- Interactive map of Dhabeji ڌاٻيجي
- Country: Pakistan
- Region: Sindh
- Time zone: UTC+5 (PST)

= Dhabeji =

Dhabeji (دھابیجی; ڌاٻيجي) is a town and union council of Mirpur Sakro tehsil, Thatta District, Pakistan. It was previously in Thatta District, Sindh.

It is near the suburbs of Karachi. As well as being declared an industrial zone by the Government of Sindh there is also a water treatment plant providing water for Karachi City from the Indus River.
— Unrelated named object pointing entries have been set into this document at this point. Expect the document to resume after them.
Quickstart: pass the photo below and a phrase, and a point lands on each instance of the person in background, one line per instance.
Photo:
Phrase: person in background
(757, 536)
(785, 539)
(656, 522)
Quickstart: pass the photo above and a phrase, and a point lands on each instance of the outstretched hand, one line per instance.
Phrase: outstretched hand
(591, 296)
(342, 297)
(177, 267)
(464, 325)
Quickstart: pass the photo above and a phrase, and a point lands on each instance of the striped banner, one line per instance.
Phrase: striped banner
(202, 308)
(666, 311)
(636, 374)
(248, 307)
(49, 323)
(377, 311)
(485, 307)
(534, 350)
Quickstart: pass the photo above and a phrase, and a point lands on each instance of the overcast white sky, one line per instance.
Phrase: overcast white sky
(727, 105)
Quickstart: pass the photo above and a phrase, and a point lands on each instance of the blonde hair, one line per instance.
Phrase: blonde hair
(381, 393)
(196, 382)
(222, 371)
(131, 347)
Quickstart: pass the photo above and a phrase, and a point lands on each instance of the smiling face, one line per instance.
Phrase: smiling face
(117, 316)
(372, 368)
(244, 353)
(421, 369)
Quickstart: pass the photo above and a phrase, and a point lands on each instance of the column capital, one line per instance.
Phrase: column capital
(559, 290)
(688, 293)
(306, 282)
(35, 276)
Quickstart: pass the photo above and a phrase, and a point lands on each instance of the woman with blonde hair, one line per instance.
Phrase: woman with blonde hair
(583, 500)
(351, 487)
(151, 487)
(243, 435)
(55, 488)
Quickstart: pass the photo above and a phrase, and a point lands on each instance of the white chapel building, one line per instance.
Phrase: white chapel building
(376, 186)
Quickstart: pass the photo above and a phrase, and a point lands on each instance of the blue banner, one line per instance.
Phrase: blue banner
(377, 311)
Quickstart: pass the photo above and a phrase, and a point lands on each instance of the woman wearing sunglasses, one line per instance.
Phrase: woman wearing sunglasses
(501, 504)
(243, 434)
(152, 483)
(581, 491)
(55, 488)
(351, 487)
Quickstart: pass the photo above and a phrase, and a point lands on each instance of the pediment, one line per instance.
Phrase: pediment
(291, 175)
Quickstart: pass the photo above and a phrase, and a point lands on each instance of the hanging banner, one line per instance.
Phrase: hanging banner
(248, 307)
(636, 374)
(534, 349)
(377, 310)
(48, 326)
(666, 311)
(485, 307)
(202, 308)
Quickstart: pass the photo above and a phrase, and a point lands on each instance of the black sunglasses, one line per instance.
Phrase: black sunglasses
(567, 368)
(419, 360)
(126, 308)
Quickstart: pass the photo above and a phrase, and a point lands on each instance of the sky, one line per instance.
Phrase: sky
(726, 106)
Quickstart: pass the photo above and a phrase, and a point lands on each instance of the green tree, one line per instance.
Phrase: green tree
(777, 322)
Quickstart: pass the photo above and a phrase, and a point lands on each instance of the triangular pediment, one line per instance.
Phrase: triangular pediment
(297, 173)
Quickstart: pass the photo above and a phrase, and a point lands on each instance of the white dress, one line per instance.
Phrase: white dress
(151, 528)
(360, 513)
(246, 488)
There are some schools in the area.

Coordinates

Dhabeji is located at 24'47" N 67'31" E.

History

When, in late 711 AD, Imad-ud-din Muhammad bin Qasim, following two failed expeditions, led an army of 12000 to the kingdom of Sind, which was then ruled by a Brahman, Dahir, son of Chach, he crossed the frontier form Gedrosia, the modern Makran, then part of Caliphate, into the dominion of Dahir near Dhabeji, then called Armail, to besiege Debul, a town twenty-four mile south-west of the modern city of Thatta. Historically, the town was also called Darbeji.

== Dhabeji Special Economic Zone (DSEZ) ==
Dhabeji Special Economic Zone (DSEZ) is located in Thatta. DSEZ has been allotted 1530 acres of land. Dhabeji has easy access to Port Qasim.